Когда бумаги убраны, он вместе со старухой приносит из-за перегородки и расставляет на столе обильную закуску: тарелки с нарезанными и аккуратно разложенными ломтиками розоватого сала и кусками большой жирной селедки, покрытой сверху кружками репчатого лука, миски с малосольными огурцами, маринованными грибами, салатом из редиски, вазочку со сметаной и блюдца со сливочным маслом и горчицей, которую я не пробовал уже давно. Все это наложено в большом количестве, такого стола я не видел с довоенного времени. Ни в полках на передовой, ни в штабе армии, где также положена первая фронтовая норма довольствия, ничего похожего не было, и у меня даже появляется мысль, что, возможно, в похоронной команде, где «смертная», как сказал Ежов, работа, за тяжелые условия или вредность выдается добавочное питание, что-то вроде офицерского дополнительного пайка.
Тем временем Ежов приносит три больших граненых стакана и раскладывает вилки.
Спустя еще минуты в хату заходит женщина лет двадцативосьми-тридцати, среднего роста, худощавая, но ладная, скромно, а точнее бедно, одетая, в потертом темно-сером пиджаке и такой же старенькой юбке; на крепких, загорелых ногах — стоптанные, обтреханные парусиновые туфли, на голове — черный платок, повязанный низко над бровями, как у монашки.
Нерешительно переступив через порог, она останавливается и негромко здоровается; лицо у нее хорошее, приятное, но очень уж невеселое, тоскливое.
— Татьяна, — представляет ее мне Ежов и, обращаясь уже к ней, говорит: — Вот лейтенант приглашает тебя поужинать.
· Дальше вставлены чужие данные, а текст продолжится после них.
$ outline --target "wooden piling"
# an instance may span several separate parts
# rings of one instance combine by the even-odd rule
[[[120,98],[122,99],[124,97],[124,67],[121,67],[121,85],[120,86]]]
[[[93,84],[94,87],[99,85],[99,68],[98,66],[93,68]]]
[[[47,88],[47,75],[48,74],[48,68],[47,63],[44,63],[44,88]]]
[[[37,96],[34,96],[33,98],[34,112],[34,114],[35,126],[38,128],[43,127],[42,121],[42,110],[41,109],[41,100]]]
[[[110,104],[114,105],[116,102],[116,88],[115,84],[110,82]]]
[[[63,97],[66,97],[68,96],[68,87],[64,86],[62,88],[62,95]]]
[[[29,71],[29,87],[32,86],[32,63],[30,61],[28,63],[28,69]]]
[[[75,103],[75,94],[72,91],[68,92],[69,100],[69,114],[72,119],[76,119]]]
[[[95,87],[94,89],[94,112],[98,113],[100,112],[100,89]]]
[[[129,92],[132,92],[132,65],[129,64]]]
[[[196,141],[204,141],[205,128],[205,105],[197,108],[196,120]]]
Благодари!
— Спасибо, — так же тихо произносит она, опустив глаза и продолжая стоять у порога.
И снова я ощущаю неловкость: позвал ее он, я ее не приглашал и даже не знал о ее существовании, за что же меня благодарить?
Только по команде Ежова она под ходит к столу и, по-прежнему не поднимая глаз, садится, куда он указывает: на стул напротив меня.
— Сними платок. И жакет сними, — командует он. — Ты чего такая смурная?
— Извините, Юрий Иванович… — снимая с головы черный платок, тихо просит она и неожиданно всхлипывает. — Сегодня ровно месяц, как доченька… умерла…
— Сколько дочке было-то?
— Два с половиной года.
— Довоенная, — отмечает Ежов. — Ангелочек… Все там будем, — понимающе вздыхает он. — А пока она еще здесь, помянем покойницу. Как звали-то ее?
— Оленькой… Ольгой, — всхлипывает женщина, вешая пиджак на спинку стула, и торопливо вытаскивает носовой платочек: слезы катятся у нее из глаз.